The closest Knopf had come to anything of a cookbook editor was Alfred Knopf’s wife, Blanche, an extremely charming but feisty socialite who was inexorably drawn to the cultural flame of Europe. She was the first person over there after the war and signed up every avant-garde author she could get her hands on. Cookbooks were something she handled by default; they fell to her because no one else dealt with them.
On Avis DeVoto’s recommendation, Blanche had signed up Elizabeth David, Britain
’s leading culinary star, and Classic French Cuisine, the Joe Donon book that Julia had admired. Under her aegis, Knopf also put out Cook, My Darling Daughter by Mildred Knopf, Alfred’s sister-in-law, and an Italian compendium by his brother Edwin, each of which sold a respectable ten or fifteen thousand copies. Yet food and cooking weren’t on Blanche Knopf’s radar, perhaps owing to an encounter with Joseph Conrad. During a dinner party at the Knopf brownstone on New York’s West Side, she overheard Conrad refer to her as “Quelle belle Juive!” To Blanche, belle Juive meant a plump Jewish dowager—and she immediately put herself on a fanatical diet. “Blanche knew nothing about food,” says a colleague, “because she refused to eat it. She became anorexic.” She took martinis at meals, but no food whatsoever. She was “a wraith, all skin and bones.” This was Knopf’s cookbook editor.
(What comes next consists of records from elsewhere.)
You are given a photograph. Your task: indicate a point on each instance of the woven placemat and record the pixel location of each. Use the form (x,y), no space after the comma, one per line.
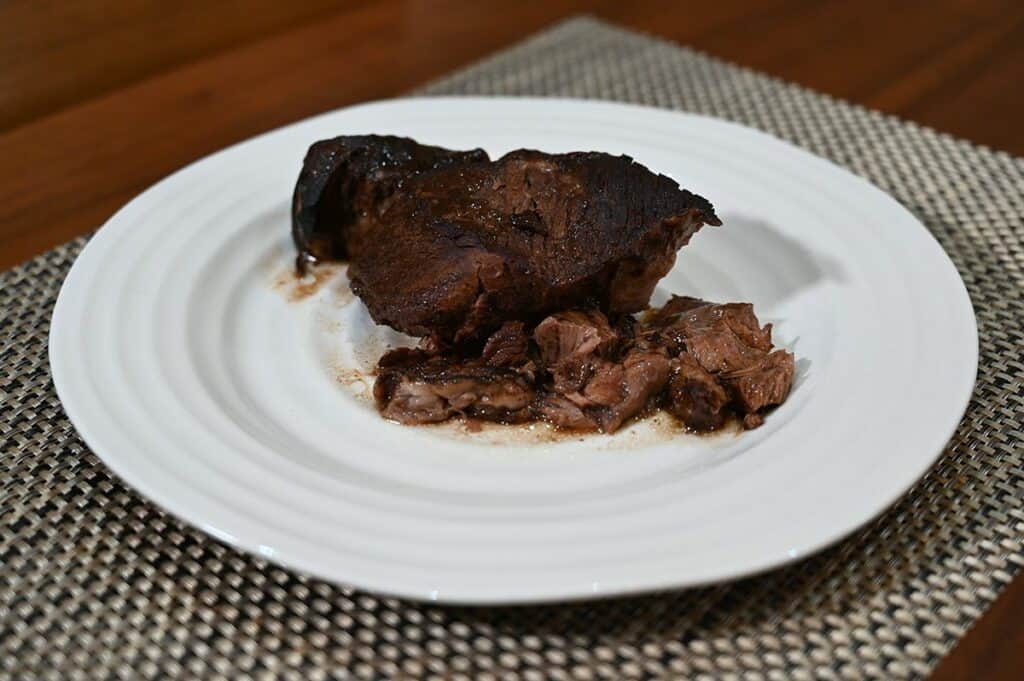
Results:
(95,582)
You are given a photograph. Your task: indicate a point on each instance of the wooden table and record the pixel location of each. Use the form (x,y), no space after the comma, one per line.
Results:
(99,99)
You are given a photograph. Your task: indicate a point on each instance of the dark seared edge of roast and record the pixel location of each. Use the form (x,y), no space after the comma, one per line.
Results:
(345,176)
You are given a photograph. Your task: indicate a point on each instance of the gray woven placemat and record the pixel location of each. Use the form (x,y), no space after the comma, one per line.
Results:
(95,582)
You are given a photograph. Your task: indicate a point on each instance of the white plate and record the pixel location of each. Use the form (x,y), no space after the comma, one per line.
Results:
(196,378)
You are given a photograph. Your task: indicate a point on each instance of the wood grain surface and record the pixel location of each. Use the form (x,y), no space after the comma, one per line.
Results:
(98,99)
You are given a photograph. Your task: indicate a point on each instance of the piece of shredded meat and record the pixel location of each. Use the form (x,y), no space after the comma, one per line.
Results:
(702,363)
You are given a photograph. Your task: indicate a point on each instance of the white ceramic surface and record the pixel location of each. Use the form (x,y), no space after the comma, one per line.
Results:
(189,364)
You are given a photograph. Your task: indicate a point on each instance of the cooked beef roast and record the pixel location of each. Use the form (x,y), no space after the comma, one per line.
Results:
(452,245)
(521,275)
(701,363)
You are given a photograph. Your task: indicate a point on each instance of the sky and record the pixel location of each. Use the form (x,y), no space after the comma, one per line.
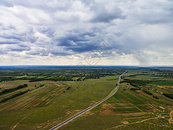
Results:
(86,32)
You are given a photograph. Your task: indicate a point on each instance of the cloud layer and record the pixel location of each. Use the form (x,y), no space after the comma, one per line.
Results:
(136,32)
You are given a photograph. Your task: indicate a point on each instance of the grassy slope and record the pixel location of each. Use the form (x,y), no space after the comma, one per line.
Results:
(130,110)
(46,106)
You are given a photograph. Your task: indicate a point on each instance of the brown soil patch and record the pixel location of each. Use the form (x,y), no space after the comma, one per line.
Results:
(88,113)
(107,106)
(107,112)
(135,114)
(125,122)
(160,86)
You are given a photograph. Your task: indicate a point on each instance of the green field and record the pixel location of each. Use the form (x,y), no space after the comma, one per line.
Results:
(50,102)
(167,83)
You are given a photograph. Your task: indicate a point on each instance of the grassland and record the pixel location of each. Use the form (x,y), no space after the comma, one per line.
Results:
(46,106)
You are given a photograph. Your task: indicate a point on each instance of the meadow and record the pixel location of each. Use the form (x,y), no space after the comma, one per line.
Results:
(49,102)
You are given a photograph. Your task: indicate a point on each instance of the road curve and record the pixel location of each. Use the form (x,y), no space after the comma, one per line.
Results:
(89,108)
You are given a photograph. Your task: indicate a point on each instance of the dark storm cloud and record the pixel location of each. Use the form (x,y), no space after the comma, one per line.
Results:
(8,43)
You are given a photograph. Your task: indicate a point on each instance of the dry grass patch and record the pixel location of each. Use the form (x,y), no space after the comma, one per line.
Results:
(135,114)
(107,106)
(164,86)
(107,112)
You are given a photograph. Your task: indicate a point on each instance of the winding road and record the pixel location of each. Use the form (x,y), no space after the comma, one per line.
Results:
(89,108)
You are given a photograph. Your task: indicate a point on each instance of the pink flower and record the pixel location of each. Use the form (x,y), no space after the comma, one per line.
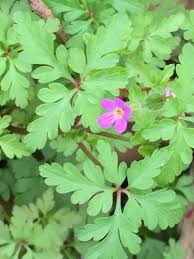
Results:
(118,114)
(168,93)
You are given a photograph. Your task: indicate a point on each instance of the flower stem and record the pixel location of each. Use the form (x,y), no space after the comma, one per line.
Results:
(109,135)
(89,154)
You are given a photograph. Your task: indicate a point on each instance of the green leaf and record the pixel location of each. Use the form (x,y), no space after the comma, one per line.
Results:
(172,168)
(150,248)
(17,85)
(12,147)
(185,186)
(37,40)
(155,36)
(163,129)
(185,87)
(174,251)
(4,122)
(188,26)
(141,174)
(114,233)
(28,184)
(90,186)
(113,172)
(182,143)
(111,38)
(159,208)
(55,113)
(76,54)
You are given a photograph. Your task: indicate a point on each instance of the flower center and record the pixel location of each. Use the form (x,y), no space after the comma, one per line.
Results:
(118,113)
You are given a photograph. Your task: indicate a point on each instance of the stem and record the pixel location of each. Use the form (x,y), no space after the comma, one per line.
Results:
(89,154)
(109,135)
(118,204)
(21,131)
(39,7)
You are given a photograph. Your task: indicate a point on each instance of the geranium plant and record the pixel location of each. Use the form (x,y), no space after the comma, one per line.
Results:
(96,128)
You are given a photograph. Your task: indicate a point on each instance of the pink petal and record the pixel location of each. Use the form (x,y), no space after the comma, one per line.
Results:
(120,125)
(108,104)
(120,103)
(167,91)
(173,95)
(127,112)
(106,120)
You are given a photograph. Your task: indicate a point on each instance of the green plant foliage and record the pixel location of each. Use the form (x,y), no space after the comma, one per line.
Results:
(33,233)
(73,75)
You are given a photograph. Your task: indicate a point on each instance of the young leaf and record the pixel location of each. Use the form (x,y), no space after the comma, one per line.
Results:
(114,233)
(113,172)
(37,40)
(55,113)
(163,129)
(141,174)
(159,208)
(90,186)
(12,147)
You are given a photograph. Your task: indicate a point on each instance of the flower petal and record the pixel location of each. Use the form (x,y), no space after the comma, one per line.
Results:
(127,112)
(106,120)
(167,91)
(119,103)
(108,104)
(120,125)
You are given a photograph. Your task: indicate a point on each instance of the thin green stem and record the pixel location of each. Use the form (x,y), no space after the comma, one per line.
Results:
(109,135)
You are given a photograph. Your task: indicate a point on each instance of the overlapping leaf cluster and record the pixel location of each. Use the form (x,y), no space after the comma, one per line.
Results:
(50,103)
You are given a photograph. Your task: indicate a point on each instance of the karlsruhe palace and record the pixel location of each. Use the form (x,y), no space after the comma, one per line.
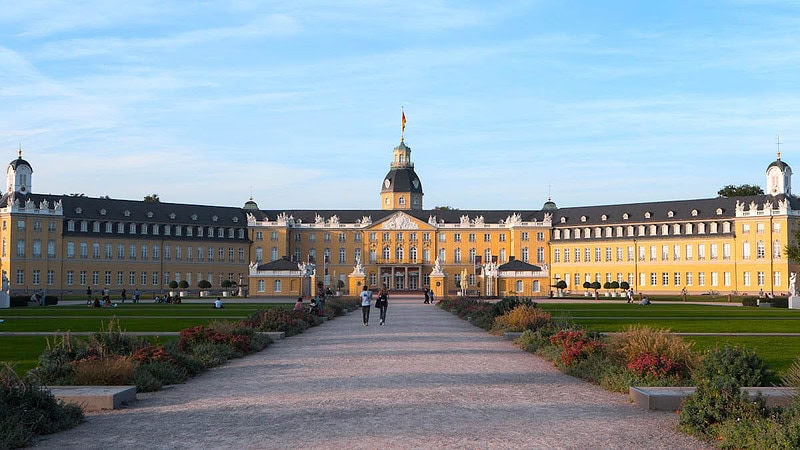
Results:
(64,244)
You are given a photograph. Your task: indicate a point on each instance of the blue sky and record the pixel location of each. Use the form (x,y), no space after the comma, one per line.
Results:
(299,101)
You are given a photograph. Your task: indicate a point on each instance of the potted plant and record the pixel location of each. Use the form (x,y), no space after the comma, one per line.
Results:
(172,286)
(204,286)
(183,285)
(339,288)
(595,285)
(226,286)
(615,286)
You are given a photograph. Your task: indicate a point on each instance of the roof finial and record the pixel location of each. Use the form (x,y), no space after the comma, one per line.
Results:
(402,124)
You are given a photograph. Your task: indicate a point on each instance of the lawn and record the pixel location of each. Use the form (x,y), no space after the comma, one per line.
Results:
(778,352)
(23,351)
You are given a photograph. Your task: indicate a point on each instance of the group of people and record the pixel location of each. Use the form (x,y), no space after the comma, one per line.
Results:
(429,297)
(106,297)
(168,299)
(381,303)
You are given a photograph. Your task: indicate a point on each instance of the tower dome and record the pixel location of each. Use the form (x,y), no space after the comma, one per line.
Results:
(19,175)
(401,188)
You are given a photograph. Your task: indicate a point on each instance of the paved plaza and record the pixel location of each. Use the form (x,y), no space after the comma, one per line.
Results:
(424,380)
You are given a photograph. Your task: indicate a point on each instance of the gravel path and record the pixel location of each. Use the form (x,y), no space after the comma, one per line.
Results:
(425,380)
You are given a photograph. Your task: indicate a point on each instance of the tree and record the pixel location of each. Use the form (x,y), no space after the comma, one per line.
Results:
(740,191)
(793,250)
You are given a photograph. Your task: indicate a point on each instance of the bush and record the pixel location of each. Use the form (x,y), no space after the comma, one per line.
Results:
(637,340)
(737,364)
(108,371)
(791,377)
(26,410)
(211,355)
(521,318)
(165,372)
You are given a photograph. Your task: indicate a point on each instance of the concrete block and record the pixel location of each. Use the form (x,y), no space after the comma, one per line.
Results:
(95,398)
(511,335)
(670,398)
(275,335)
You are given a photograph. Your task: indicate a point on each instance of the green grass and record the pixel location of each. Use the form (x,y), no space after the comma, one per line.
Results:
(778,352)
(24,351)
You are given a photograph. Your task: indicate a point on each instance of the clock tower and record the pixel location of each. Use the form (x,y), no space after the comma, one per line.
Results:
(779,178)
(401,188)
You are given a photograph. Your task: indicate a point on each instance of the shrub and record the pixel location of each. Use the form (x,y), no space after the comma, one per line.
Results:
(791,377)
(740,365)
(637,340)
(108,371)
(27,410)
(576,345)
(165,372)
(521,318)
(213,354)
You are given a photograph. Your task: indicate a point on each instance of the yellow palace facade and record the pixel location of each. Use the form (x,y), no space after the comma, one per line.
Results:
(66,244)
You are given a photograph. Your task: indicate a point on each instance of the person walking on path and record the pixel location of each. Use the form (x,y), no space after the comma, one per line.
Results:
(366,297)
(382,303)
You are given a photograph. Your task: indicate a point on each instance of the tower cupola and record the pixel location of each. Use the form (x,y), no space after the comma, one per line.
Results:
(18,176)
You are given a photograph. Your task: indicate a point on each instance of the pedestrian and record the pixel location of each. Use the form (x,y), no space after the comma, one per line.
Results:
(366,297)
(382,303)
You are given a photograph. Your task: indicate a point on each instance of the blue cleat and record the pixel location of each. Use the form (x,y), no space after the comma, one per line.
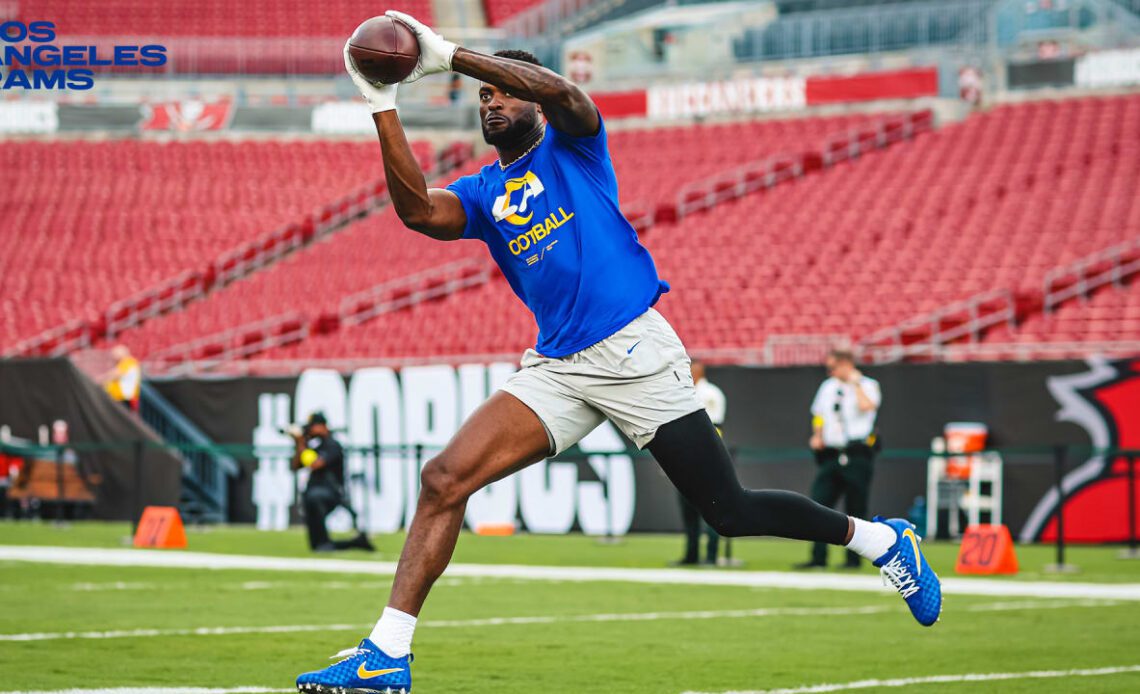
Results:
(905,569)
(363,670)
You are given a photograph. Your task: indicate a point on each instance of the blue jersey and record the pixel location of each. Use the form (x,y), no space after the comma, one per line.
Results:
(553,225)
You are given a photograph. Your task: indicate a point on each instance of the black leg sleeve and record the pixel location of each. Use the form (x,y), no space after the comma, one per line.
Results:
(693,456)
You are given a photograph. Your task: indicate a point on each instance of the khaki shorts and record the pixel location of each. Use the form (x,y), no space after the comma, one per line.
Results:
(638,378)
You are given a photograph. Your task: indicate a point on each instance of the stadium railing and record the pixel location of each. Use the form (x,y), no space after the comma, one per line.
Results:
(238,342)
(1108,267)
(765,173)
(205,475)
(405,292)
(925,335)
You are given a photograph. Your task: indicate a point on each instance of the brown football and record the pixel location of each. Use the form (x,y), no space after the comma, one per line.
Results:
(384,49)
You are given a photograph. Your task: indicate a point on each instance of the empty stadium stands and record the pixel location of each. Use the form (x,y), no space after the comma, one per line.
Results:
(652,164)
(986,207)
(97,222)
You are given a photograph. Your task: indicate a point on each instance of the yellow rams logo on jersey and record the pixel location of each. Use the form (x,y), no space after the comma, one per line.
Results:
(513,206)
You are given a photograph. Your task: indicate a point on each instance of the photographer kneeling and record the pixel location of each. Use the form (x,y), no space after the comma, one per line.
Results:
(317,450)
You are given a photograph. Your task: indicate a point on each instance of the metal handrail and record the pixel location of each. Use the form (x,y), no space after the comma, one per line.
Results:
(452,277)
(227,337)
(889,343)
(1090,272)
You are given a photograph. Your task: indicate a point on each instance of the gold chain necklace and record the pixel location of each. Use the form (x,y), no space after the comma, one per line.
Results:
(537,143)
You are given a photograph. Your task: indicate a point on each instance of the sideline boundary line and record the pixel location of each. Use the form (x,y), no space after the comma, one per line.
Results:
(163,691)
(968,677)
(503,621)
(163,558)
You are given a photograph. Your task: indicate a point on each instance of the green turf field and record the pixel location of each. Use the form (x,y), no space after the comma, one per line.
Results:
(586,636)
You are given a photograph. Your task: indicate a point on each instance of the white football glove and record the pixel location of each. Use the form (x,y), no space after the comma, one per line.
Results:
(380,97)
(434,50)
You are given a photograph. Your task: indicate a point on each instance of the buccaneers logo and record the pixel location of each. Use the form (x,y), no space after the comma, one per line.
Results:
(1105,400)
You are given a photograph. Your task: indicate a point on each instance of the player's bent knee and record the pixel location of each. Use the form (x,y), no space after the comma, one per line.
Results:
(440,487)
(725,524)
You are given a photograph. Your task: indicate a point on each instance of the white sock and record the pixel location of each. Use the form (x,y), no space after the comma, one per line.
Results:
(393,631)
(872,540)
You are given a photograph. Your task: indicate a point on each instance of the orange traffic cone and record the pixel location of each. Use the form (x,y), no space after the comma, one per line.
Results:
(161,528)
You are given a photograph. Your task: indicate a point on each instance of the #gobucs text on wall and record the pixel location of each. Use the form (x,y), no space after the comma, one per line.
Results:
(425,406)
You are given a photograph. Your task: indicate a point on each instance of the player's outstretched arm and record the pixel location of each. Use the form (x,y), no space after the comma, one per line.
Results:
(566,106)
(433,212)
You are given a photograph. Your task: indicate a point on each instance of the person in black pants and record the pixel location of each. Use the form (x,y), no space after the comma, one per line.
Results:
(317,450)
(843,439)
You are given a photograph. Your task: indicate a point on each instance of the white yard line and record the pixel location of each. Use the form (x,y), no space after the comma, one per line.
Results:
(863,684)
(751,579)
(163,691)
(499,621)
(968,677)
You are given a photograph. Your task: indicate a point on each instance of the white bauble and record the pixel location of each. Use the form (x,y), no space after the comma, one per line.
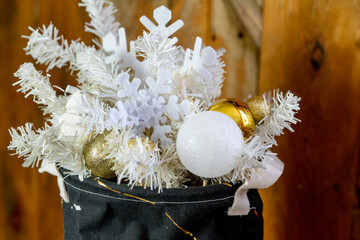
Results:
(209,144)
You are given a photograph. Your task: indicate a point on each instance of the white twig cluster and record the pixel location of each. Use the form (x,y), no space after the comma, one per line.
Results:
(130,98)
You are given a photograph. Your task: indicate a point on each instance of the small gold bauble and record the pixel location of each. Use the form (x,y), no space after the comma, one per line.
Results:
(147,143)
(259,108)
(239,112)
(95,159)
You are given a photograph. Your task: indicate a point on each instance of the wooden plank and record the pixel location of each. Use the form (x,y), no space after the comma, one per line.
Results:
(311,47)
(29,202)
(250,15)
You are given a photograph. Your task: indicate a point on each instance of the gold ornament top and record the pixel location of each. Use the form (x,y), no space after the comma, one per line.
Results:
(259,108)
(95,158)
(146,142)
(239,112)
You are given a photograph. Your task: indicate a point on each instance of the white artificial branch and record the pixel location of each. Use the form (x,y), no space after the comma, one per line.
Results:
(283,110)
(33,83)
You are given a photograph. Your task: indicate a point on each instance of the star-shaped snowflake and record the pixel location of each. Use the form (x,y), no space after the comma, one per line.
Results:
(162,16)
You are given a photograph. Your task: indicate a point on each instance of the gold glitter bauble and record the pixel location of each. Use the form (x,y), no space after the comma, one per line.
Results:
(147,143)
(239,112)
(95,160)
(259,108)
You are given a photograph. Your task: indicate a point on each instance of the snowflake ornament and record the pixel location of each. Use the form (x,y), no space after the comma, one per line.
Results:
(118,52)
(162,16)
(143,89)
(200,59)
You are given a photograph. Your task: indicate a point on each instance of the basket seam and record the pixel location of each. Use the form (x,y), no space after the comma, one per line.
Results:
(162,202)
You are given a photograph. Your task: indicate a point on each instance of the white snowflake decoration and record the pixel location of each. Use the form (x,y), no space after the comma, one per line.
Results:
(130,98)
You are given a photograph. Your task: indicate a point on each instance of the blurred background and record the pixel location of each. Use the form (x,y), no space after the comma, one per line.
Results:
(311,47)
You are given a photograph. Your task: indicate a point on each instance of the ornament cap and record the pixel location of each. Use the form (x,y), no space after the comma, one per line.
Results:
(239,112)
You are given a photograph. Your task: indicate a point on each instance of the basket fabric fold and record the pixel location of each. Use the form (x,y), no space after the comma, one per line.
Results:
(101,209)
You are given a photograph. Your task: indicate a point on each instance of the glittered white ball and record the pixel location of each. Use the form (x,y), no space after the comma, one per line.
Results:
(209,144)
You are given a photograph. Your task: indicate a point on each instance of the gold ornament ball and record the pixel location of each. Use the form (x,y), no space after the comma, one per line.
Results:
(259,108)
(147,143)
(95,160)
(239,112)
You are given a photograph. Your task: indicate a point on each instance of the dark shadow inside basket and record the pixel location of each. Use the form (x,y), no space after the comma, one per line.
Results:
(101,209)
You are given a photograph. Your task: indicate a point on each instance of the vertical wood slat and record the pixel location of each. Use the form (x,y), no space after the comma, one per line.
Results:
(312,48)
(29,201)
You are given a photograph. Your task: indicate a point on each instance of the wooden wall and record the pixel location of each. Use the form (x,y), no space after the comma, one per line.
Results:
(309,46)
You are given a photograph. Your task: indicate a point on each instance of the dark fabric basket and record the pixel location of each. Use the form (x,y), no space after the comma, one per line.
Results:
(101,209)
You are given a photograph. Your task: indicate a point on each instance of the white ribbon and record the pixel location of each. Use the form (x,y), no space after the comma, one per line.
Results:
(264,178)
(53,170)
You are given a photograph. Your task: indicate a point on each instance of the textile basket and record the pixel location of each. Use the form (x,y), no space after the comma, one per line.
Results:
(101,209)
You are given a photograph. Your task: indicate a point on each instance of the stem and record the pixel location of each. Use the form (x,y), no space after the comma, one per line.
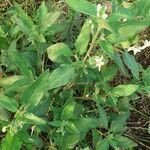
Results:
(91,45)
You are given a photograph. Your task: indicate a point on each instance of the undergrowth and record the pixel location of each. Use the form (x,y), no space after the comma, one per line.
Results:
(70,76)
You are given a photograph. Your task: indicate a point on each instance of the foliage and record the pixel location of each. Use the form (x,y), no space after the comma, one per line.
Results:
(52,94)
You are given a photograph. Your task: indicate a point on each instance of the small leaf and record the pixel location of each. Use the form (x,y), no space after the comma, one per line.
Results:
(130,61)
(68,110)
(107,48)
(7,81)
(119,63)
(124,142)
(48,20)
(61,76)
(125,90)
(32,119)
(102,145)
(11,142)
(83,39)
(8,103)
(34,93)
(58,51)
(24,22)
(110,72)
(82,6)
(118,122)
(22,63)
(102,117)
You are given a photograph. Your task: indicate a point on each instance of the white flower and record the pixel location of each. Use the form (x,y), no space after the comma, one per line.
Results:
(125,19)
(99,62)
(134,49)
(4,129)
(99,7)
(146,44)
(104,16)
(138,49)
(90,21)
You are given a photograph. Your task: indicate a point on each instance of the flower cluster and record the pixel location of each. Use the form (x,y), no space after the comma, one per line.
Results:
(99,62)
(140,48)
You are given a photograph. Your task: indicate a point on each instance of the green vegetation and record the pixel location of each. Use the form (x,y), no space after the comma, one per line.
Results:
(70,76)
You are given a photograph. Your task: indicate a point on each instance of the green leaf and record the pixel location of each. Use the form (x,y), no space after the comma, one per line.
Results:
(149,128)
(41,13)
(120,64)
(48,20)
(130,61)
(58,51)
(22,63)
(107,48)
(85,124)
(102,145)
(82,6)
(146,77)
(11,142)
(8,103)
(34,93)
(125,90)
(61,76)
(32,119)
(24,22)
(118,122)
(68,141)
(102,117)
(7,81)
(128,30)
(124,142)
(83,39)
(110,72)
(68,110)
(16,85)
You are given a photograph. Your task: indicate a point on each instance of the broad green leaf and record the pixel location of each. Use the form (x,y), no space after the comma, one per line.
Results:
(48,20)
(107,48)
(83,39)
(34,93)
(41,13)
(68,141)
(8,103)
(102,145)
(128,30)
(102,117)
(24,22)
(130,61)
(7,81)
(109,72)
(61,76)
(11,142)
(16,85)
(124,142)
(125,90)
(68,110)
(32,119)
(22,63)
(85,124)
(82,6)
(118,61)
(58,51)
(118,122)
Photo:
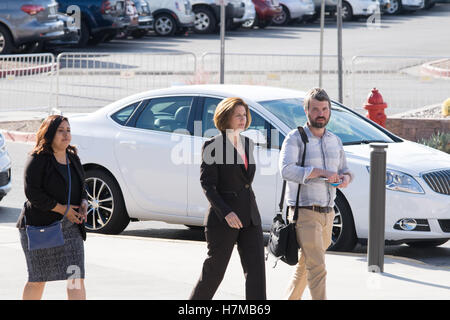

Normally, Bill Koshland would have sent Julia’s manuscript to her, but he must have figured she would reject it, sight unseen. The Donon French cookbook had more or less tanked and Elizabeth David turned out to be “an incredibly difficult author.” Word around the office was that Alfred Knopf had had his fill of cookbooks. But Koshland seemed to recognize the worth of this new submission. He’d taken home the manuscript and began cooking from it. He told Avis he was “impressed to death with it.” In fact, he thought it was “the best damn cookbook he ever ran into, and unique.”